IS-Vormarsch

So will Barack Obama die IS-Terroristen bekämpfen

US-Präsident während seiner Rede an die Nation

US-Präsident während seiner Rede an die Nation

Im Kampf gegen die Terrormiliz Islamischer Staat (IS) weiten die USA ihre Luftangriffe vom Irak auf Syrien aus. Er werde nicht zögern, in beiden Ländern gegen die Dschihadisten vorzugehen, sagte Präsident Obama in seiner Rede an die Nation.

Wann die ersten Angriffe im an den Irak grenzenden Bürgerkriegsland geflogen würden, sagte Obama nicht. "Wir werden unsere Faustschläge nicht telegrafieren", sagte ein hochrangiger Regierungsvertreter kurz vor der Rede an ein TV-Millionenpublikum. Man werde "zu einer Zeit und an einem Ort unserer Wahl" zuschlagen.

Abgeordnete stützen Obamas Entscheid

Kongressabgeordnete beider Parteien erklärten nach Obamas Rede, man unterstütze den Kampf gegen die Extremisten-Miliz Islamischer Staat (IS). Er sei oft anderer Meinung als der Präsident bei der Aussenpolitik, sagte der Republikaner Luke Messer aus Indiana. Gegen die Islamisten müsse man jedoch "als eine Nation zusammenstehen". Die führende Demokratin im Repräsentantenhaus, Nancy Pelosi, verwies auf Umfragen, denen zufolge 70 Prozent der Amerikaner Angriffe gegen die IS-Miliz befürworten.

Uneinigkeit gab es allerdings bei der Frage, wie mit der vom Präsidenten beantragten Genehmigung von einer halben Milliarde Dollar für die Ausbildung und Bewaffnung gemässigter syrischer Rebellen umgegangen werden soll. Insbesondere einige Republikaner forderten eine umfassendere Abstimmung zu den Angriffen.

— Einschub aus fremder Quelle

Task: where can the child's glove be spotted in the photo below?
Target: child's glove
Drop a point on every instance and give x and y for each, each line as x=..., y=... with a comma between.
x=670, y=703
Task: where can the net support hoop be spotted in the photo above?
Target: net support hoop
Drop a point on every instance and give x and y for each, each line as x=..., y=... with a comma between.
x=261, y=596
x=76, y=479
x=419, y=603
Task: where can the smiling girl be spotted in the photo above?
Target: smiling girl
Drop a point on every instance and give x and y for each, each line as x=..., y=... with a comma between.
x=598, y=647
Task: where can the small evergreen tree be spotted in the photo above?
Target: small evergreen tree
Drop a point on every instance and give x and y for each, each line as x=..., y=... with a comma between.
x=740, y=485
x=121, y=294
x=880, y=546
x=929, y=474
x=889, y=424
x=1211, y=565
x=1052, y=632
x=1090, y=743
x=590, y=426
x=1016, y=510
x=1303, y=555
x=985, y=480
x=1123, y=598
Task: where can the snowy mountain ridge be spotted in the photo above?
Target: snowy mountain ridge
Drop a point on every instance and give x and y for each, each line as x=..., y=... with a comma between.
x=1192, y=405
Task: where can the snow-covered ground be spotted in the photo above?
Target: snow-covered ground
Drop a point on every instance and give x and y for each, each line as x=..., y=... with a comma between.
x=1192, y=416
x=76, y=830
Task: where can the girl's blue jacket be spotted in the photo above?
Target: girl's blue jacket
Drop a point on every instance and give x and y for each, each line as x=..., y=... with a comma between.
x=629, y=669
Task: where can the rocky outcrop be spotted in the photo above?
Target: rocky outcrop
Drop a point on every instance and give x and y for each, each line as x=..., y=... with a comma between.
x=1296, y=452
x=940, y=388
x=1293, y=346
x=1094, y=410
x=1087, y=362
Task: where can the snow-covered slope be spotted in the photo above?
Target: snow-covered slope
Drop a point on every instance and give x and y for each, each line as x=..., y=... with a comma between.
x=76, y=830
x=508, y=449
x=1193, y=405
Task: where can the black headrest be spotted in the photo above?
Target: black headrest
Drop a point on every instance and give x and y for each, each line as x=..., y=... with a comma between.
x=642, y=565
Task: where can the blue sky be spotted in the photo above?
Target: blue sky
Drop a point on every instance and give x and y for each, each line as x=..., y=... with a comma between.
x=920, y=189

Dagegen verlautete aus Kreisen der Demokraten, einige ihrer Abgeordneten wollten genau ein solches "Kriegsvotum" vor der Kongresswahl Anfang November vermeiden, um ihre pazifistischen Wähler nicht vor den Kopf zu stossen. Obamas Berater sollen am Donnerstag hinter verschlossenen Türen mit den Spitzen des Kongresses das weitere Vorgehen diskutieren.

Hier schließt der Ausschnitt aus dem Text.